As marketing targets, men are suckers for terms like "professional"
or "industrial strength," because inside every man is the
germ of every profession he ever imagined himself one day excelling
at. Most of these purchases are harmless, little more than childish
wish fulfillment played out at a higher testosterone level. But occasionally
we go too far. The guy upstairs from me once boasted that he had a
filter which filled his flat with "operating theater quality
air." I kept him away from my surgical steel steak knives.
Why we are so bad at shopping.
We've never been trained to do it the right way. Supermarkets are
like giant booby traps for males -- which is why if you send a man
out to get eggs, sugar and bread, you should not be surprised if he
returns home with a case of beer, a pair of jeans and a tree.
The reason why we don't like to discuss The Relationship.
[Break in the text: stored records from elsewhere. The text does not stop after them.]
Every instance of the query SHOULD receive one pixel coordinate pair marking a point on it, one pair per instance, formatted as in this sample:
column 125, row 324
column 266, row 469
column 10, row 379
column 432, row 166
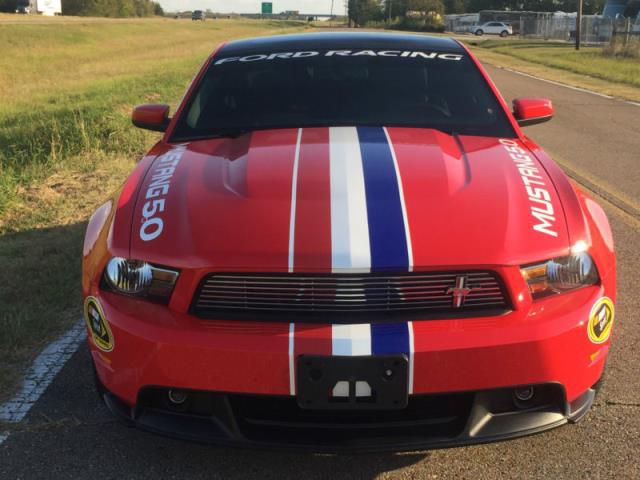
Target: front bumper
column 474, row 360
column 429, row 421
Most of us will find any excuse to dodge those conversations that
start with questions like "Are you really happy?" and "Where
do you see us going?" A relationship is a delicate thing, like
an antique clock, and we know what will happen if we start picking
it apart. Often our reticence will result in a lengthy conversation
about why we have trouble talking about... "The Relationship."
Why we think we can fix things.
Almost all men believe they can repair virtually anything with a little
patience. In reality, we're only half right. Men are extremely good
at taking things apart: whether it's a dishwasher or an antique clock,
a man can break it down to its most basic components in no time. Unfortunately,
this is where our expertise usually leaves off, and we're mostly satisfied
with leaving bits and pieces spread all over newspaper on the kitchen
table.
Men and video games.
Women cannot understand how grown men can waste huge chunks of their
lives zapping things off a screen. When a man repeatedly rings his
girlfriend to say he has to work late and routinely comes home at
two in the morning all glassy eyed, she will usually take this as
evidence of an affair -- when it's more likely that a pirated copy
of Streetfighter II is making the rounds at the office.